Per chi volesse partecipare all’iniziativa, è possibile inviare un’e-mail all’artitsa (bettybee@virgilio.it), chiedendo delucidazioni sulle modalità di adesione. (helga marsala)

[exibart]

Visualizza commenti

  • Caro Pasquale, quello che non ha capito un cazzo sei tu e tutti quelli che si fanno abindolare da queste pseudo iniziative artistiche-CULturali che di provocatorio hanno solo la parola nuda e cruda usata da giornalisti con vocabolari poco nutriti.
    Gustavo

    p.s.: betty, facci un favore, cambia mestiere.
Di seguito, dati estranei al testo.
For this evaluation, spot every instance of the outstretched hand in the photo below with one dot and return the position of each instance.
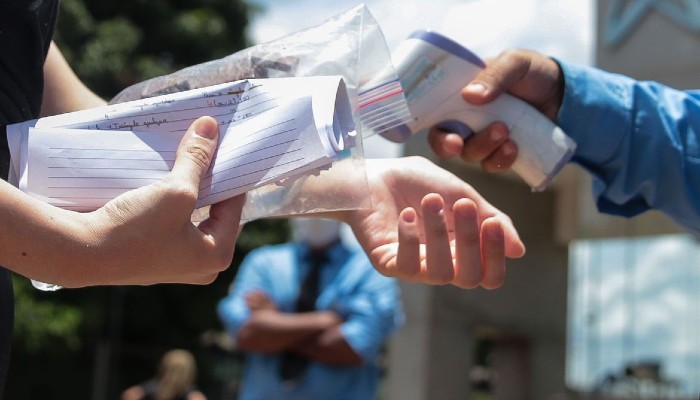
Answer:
(447, 233)
(528, 75)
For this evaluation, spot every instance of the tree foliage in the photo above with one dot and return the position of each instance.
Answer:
(76, 343)
(112, 44)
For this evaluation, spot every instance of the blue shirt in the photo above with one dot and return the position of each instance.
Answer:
(368, 302)
(640, 141)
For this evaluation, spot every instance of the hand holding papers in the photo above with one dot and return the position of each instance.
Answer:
(272, 129)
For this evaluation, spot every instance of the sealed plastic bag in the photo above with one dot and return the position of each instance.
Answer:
(350, 45)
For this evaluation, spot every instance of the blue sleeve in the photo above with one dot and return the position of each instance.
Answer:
(372, 312)
(639, 140)
(232, 309)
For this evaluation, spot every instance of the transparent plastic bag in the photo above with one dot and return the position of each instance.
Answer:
(351, 45)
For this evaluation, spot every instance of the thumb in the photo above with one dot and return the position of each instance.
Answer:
(195, 152)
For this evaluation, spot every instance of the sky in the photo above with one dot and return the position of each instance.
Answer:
(662, 321)
(635, 300)
(560, 28)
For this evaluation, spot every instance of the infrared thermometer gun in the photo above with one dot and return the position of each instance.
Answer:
(433, 70)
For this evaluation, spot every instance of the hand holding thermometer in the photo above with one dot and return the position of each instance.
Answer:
(433, 69)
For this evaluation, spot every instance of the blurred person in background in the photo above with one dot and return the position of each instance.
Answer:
(311, 316)
(174, 380)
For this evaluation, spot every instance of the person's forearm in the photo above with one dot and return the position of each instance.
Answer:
(37, 240)
(638, 139)
(329, 347)
(63, 90)
(273, 331)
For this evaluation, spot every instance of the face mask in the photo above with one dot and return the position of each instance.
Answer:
(317, 232)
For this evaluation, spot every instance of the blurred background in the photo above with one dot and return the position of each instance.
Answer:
(600, 307)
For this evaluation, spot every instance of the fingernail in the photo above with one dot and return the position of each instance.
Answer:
(435, 207)
(476, 87)
(497, 135)
(508, 149)
(205, 129)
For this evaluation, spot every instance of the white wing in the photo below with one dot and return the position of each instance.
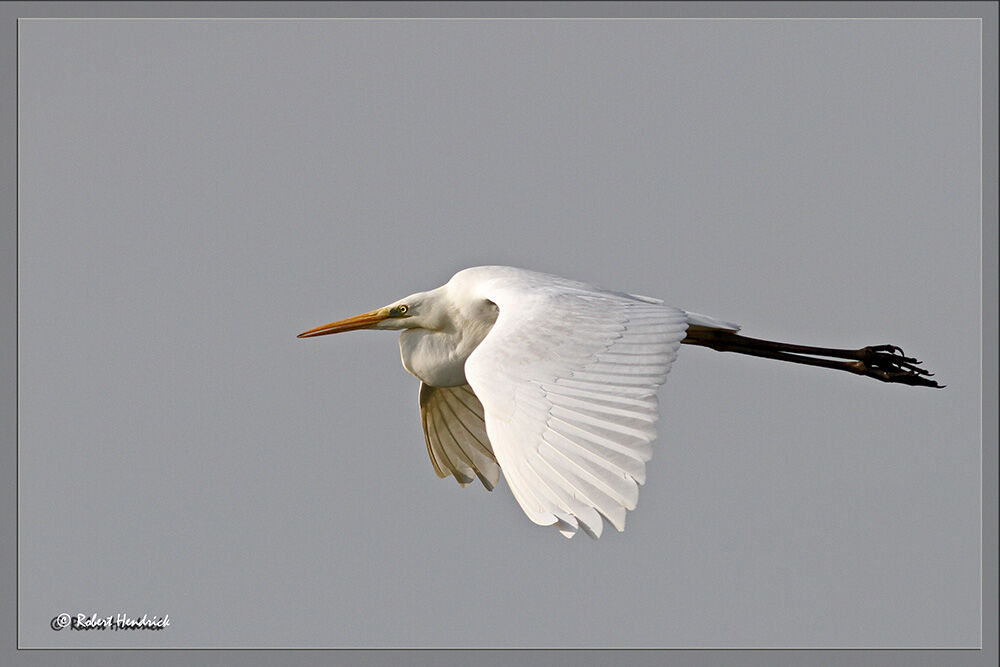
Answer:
(568, 377)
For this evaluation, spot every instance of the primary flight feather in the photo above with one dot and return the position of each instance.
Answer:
(553, 382)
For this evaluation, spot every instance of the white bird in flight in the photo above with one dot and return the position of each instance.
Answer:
(553, 382)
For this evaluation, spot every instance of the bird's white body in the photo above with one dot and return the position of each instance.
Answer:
(550, 380)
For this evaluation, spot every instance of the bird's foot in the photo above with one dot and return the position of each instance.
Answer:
(889, 363)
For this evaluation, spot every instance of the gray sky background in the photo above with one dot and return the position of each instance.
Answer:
(193, 194)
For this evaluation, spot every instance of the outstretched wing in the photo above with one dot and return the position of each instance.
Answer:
(568, 377)
(452, 418)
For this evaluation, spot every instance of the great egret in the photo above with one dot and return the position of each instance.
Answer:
(554, 381)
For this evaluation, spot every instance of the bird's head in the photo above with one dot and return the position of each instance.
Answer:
(423, 310)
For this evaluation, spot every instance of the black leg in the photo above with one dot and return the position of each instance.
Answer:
(882, 362)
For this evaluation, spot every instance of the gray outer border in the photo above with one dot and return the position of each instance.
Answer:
(10, 11)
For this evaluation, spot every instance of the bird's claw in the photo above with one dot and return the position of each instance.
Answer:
(890, 364)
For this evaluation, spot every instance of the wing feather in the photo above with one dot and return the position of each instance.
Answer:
(567, 378)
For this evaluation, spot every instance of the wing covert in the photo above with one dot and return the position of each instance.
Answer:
(568, 377)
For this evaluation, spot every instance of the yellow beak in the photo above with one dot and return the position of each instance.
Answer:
(362, 321)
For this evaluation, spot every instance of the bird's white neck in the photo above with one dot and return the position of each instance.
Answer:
(438, 357)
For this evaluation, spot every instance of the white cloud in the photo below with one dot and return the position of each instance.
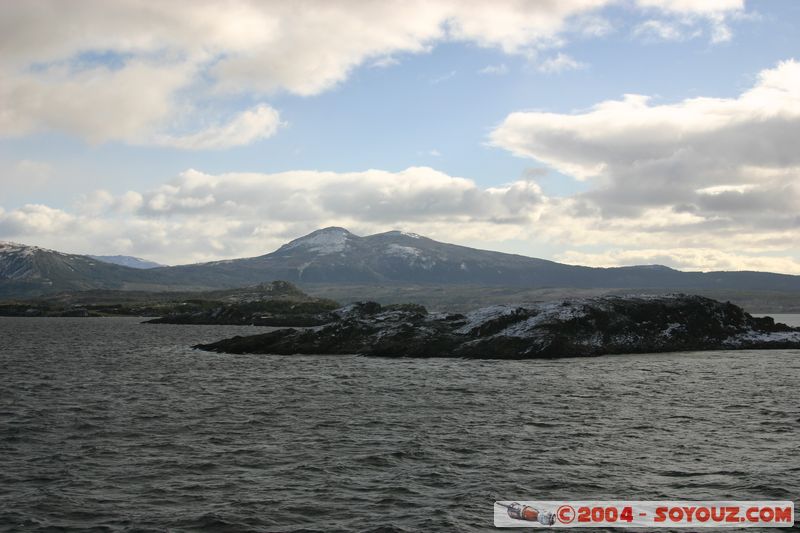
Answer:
(201, 216)
(127, 71)
(496, 70)
(661, 30)
(699, 174)
(258, 123)
(560, 63)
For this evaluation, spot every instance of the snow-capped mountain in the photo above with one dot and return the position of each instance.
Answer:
(335, 256)
(127, 260)
(31, 271)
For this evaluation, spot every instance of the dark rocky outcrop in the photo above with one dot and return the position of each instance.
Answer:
(278, 303)
(587, 327)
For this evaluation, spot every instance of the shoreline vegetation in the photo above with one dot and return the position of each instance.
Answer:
(583, 327)
(558, 327)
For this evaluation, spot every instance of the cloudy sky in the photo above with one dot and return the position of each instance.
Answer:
(599, 132)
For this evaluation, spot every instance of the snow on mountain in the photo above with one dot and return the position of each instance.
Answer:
(127, 260)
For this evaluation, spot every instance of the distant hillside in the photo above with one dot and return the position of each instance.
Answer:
(28, 271)
(334, 256)
(127, 260)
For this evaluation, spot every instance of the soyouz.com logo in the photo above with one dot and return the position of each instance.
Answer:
(673, 514)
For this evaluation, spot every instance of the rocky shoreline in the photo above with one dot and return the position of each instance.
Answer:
(584, 327)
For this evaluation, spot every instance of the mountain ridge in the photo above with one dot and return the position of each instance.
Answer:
(334, 255)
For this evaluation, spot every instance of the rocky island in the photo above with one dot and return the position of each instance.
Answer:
(585, 327)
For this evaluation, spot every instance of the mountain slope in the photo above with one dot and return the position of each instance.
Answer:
(32, 271)
(127, 260)
(336, 256)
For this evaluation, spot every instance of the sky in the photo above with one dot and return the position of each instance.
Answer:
(595, 132)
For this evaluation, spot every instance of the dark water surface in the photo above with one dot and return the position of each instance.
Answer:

  • Bravo Gustavo! Pasquale guarda dientro la nebbia dei tuoi luoghi comuni, cerca di riconoscere una fregatura, anche se l'ideatrice dice di essere un'artista.
    Betty ma non c'era un modo più dignitoso per cercare di far soldi, i bambini...... si vede che non sai cosa vuol dire un'infanzia senza amore.

  • Sarà pure una "drammatizzazione" sarà pure il frutto di molteplici abbandoni, ma a me questa storia dell'adozione mi puzza di truffa e di squallore da basso napoletano. Betty ma per farti i soldi, non facevi prima ad impiccare un paio di bambini "negri" in piazza Plebiscito? Forse però era meglio se ti impiccavi tu..........

  • Chissà come mai tutto questo accanimento ogni volta che si nomina Betty Bee... Dev'essere diventata una specie di capro espiatorio dei lettori di Exibart. "Betty Bee impiccati", "Betty Bee cambia mestiere", "Betty Bee sei una truffatrice". E le lamentale continuano a distanza di mesi dalla pubblicazione delle notizie.
    E' davvero così suscettibile e sensibile l'animo dei nostri lettori da essere turbato e scandalizzato da "un'adozione a distanza di opere d'arte"? Eppure scommetto che tra i collezionisti che ci leggono molti spendono assai più di 240 euro all'anno per una firma da appendere al muro e non adottano proprio nessun bambino morto di fame. Alla fine Betty Bee vi fa solo uno sconto che potete leggere come una provocazione: spendereste quei soldi per una fotografia e non per salvare una vita?
    Non sono una cattolica missionaria in vena di sermoni, ma francamente gli scandali ipocriti mi irritano non poco.

    Carolina Lio

  • A chi andavano i soldi si era capito molto bene anche senza la precisazione. E ci mancherebbe altro, dal momento che si tratta dell'acquisto di un'opera d'arte! Un acquisto con un'idea originale dietro le spalle, non scandalosa come qualcuno ipocritamente la definisce. Non voglio ripetere parola per parola quanto ho detto nel precedente commento. Penso sia abbastanza semplice leggere il chiarissimo articolo della brava Helga Marsala e la mia breve nota polemica.

    Carolina Lio

  • visti i commenti, (alcuni dei quali a sproposito) vorrei precisare che nel caso di Betty Bee, la parola adozione usata dall'artista è fuorviante, si tratta di nient'altro che di un pagamento rateale per l'acquisto di un suo lavoro. I soldi ricavati non vanno a bambini del 3° mondo ma alla stessa Betty.

  • caro the blueraven, la tua acutezza e' sorprendente...in questa notizia il commento a sproposito e' proprio il tuo...e, Carolina, starei piu' attento nell'utilizzo di parole tipo "ipocrisia" ecc. La "prima gallina che canta ha fatto l'uovo" e' molto piu' efficace.
    ciao

  • Cara Carolina, ma se tanta gente trova Betty Bee falsa e ipocrita, forse un motivo ci sarà. Forse i suoi trucchetti da ragazzina violentata dal padre, da donna abbandonata, da mamma adorabile...... forse hanno un po' stancato, forse non ci crede più nessuno, forse si può anche parlare d'altro dopo dieci anni che una "lavora".
    Forse chi scrive questi commenti si sente deluso, forse si aspettava di più, forse è irritato da atteggiamenti così superficiali e vittimisti.

  • Caro Savelli anche la tua cortesia è sorprendente. La volontà di chiarire non è sinonimo di stupidità, certe osservazioni invece sono sintomo di arroganza ingiustificata.

  • Basta, che palle 'sta storia?! non avete proprio niente di meglio da fare (me compreso)! adesso basta, però eh!? ci sono cose molto più interessanti eppoi questa betty non si monterà la testa? siete tutti matti.